For the past two weeks we were in lockdown once again and one little luxury thing that I missed was visiting the coffee shop with Nathan.
Up in North Wales, the nearest Starbucks or Costa was around an hour away. So to suddenly have a Starbucks AND a Costa only ten minutes away is such a treat.
When the lockdown was announced I knew I wanted to try and make one of my favourite ‘coffeeshop-drinks’ at home: a Pumpkin Spice Latte. But to make a pumpkin spice latte, there are three steps to take: making the pumpkin puree, making the pumpkin spice base, and preparing the pumpkin spice latte. In this post, I’ll tell you how I made the pumpkin puree from scratch.
The three steps to making a pumpkin spice latte
Now, this may be an unpopular opinion, but to me, most Starbucks/Costa drinks feel too expensive for what you get. There are three drinks, however, that I always enjoy and personally feel are worth the money: a caramel frappuccino, a chai latte, and of course the pumpkin spice latte. I still wanted to see if I could make an agreeable pumpkin spice latte at home for those days that I don’t feel like spending that dosh on it, or just feel like having one at home.
There are three steps to making a pumpkin spice latte. The first step is making pumpkin puree, the second one is making the pumpkin spice base, and the third one is actually preparing the pumpkin spice latte.
You can of course buy pumpkin puree, but I personally felt like making pumpkin puree from scratch. It is so easy to do and the brilliant thing is that you can freeze pumpkin puree. Something which is ideal for this time of year, because you never know when you’ll feel like whipping up some pumpkin cinnamon rolls or a pumpkin soup.
In this post I’ll be discussing how to make pumpkin puree, in the next post I’ll tell you how to make the pumpkin spice base, and in the one after that how to make the pumpkin spice latte!
Making the pumpkin puree
In order to make pumpkin puree, you’ll need pumpkin or butternut squash. You can use as little or as much as you want, but let’s just say that you’ll need about 850 grams of pumpkin in order to have three cups of pumpkin puree.
You’ll have to preheat the oven at 175 degrees C.
Cut the pumpkins in half and scoop out all of the seeds and pulp. You can keep the seeds in order to roast them in the oven, but I threw them this time. A little tip to speed up the process: use a hand mixer to get the pulp out!

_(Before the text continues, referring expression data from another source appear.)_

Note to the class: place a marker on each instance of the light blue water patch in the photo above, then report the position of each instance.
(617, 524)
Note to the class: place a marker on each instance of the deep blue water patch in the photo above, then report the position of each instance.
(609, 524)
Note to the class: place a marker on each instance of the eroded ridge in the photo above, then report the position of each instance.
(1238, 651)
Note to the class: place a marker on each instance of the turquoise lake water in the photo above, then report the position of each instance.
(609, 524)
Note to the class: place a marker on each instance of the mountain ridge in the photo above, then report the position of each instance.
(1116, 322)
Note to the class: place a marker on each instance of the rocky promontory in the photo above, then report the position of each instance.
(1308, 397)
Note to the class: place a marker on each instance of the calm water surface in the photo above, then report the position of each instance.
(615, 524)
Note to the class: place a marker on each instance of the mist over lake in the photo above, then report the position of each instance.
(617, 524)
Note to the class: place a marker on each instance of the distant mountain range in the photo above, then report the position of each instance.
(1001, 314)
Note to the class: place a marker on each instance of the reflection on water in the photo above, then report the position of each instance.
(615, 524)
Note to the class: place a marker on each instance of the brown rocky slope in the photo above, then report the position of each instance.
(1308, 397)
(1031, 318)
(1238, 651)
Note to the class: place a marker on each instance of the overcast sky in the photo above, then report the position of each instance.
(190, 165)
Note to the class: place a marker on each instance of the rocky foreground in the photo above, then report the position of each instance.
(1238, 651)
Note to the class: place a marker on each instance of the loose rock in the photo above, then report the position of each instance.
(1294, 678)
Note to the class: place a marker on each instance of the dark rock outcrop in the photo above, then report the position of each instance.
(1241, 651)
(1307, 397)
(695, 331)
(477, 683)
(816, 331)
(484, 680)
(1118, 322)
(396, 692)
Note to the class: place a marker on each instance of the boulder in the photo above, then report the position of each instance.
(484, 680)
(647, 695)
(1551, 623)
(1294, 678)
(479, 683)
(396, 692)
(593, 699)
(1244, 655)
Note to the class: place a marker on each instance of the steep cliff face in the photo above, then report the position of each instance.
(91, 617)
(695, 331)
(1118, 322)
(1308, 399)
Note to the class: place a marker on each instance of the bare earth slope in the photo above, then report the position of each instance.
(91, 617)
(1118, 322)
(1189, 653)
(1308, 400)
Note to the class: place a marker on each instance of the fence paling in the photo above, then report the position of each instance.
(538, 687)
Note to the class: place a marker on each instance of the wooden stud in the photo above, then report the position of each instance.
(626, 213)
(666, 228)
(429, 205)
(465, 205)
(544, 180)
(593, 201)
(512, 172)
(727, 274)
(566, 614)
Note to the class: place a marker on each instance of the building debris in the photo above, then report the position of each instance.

Cut each pumpkin half in 4 or more slices and put them on a baking tray.
Once the oven is preheated, put the pumpkin in the oven for 45 minutes or until you can easily poke a fork into it. The pumpkin should be light golden brown when done.
Peel the skin off and put the pumpkin in a food processor (or blender) bit by bit. If it’s hard to blend, make sure to add a little bit of water. Now, if you don’t have a food processor or a blender, don’t panic. It is possible to do it with a potato masher as well. It will just take a little bit longer! If you have added just a bit too much water, run it through a sieve before using it or putting it in freezer bags.
After blending it, you can either use the pumpkin puree straight away or freeze some of it. I like to put the puree in freezer bags in portions of 1 cup each (250 grams). That way, when I do feel like baking or cooking something, I’ll know exactly how much pumpkin puree I have on hand. Pumpkin puree will last for up to three months in the freezer. You can either defrost it in the fridge or you can defrost it in the microwave. Either way, make sure to blend the defrosted mixture nicely before using it.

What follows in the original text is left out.